Ilmu pengetahuan senantiasa memperbaharui teori dan analisa seiring perkembangan zaman dan berlansung terus menerus sesuai dengan kemajuan zaman. Sampai saat ini ilmu pengetahuan masih dalam keadaan antara kurang dan lengkap, antara samar dan jelas, antara keliru dan mendekati kebenaran, tapi al-Qur'an memuat prinsip-prinsip dasar ilmu pengetahuan dan peradaban. Dengan begitu, al-Qur'an tidak dapat dikatakan sebagai buku ilmiah atau ensiklopedi ilmu, tetapi ia lebih layak disebut sebagai sumber yang memberikan motivasi dan inspirasi untuk melahirkan ilmu pengetahuan dengan berbagai dimensinya, termasuk di dalamnya dimensi kejurnalistikan.[6]
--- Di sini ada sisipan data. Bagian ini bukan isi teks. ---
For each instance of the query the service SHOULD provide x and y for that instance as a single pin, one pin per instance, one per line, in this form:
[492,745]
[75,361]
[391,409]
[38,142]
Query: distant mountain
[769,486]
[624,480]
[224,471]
Q.S.al-Alaq menegaskan bahwa proses pewahyuan terhadap Muhammad SAW adalah starting point pengetahuan, karena bagaimanapun proses pewahyuan dimulai dengan perintah: iqra'(bacalah!). Pembacaan adalah sebuah proses pengajaran, sehingga setelahnya muncul dua pilar yang merupakan bagian dari pengetahuan. Yang pertama: bahwa wujud yang berada di luar kesadaran manusia terbentuk dari tanda-tanda yang saling berhubungan sebagiannya dengan sebagian yang lain. Kedua: adalah kesadaran manusia terhadap tanda-tanda ini tidak mungkin bisa sempurna kecuali dengan at-taqlim, yaitu pembedaan sebagian dari tanda ini dengan sebagian yang lain. Alat-alat indera adalah instrument-instrument material untuk perbedaan indekatif secara lansung.[7]
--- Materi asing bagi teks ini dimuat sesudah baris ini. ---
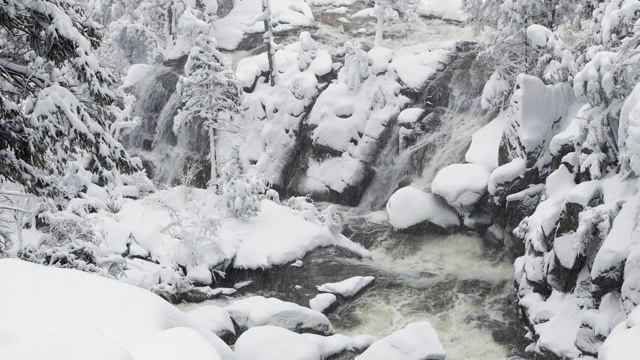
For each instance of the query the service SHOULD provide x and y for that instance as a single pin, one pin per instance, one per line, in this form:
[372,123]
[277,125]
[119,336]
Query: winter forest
[320,179]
Melihat al-qalam dalam pengertian metaforis sebagai alat-alat tulis terhadap abjad. Kita tidak bisa mengatakan bahwa kita menulis surat dengan tinta putih pada kertas yang putih. Karena terhadap yang demikian itu mata tidak bisa membedakannya. Akan tetapi jika misalnya menulis diwarnai hijau pada kertas putih, ini adalah pembedaan pertama, lalu di sana ada pembedaan yang kedua, yaitu terhadap huruf-huruf sehingga kita bisa menyimbolkan suara nun dengan huruf nun, suara lam dengan simbol huruf lam. Disebabkan karena ''nun' dan ''lam'' adalah dua huruf yang berbeda satu dengan yang lainnya. Kemudian kita menyimbolkan keduanya dengan dua simbol yang berbeda untuk membedakan perbedaan.[8]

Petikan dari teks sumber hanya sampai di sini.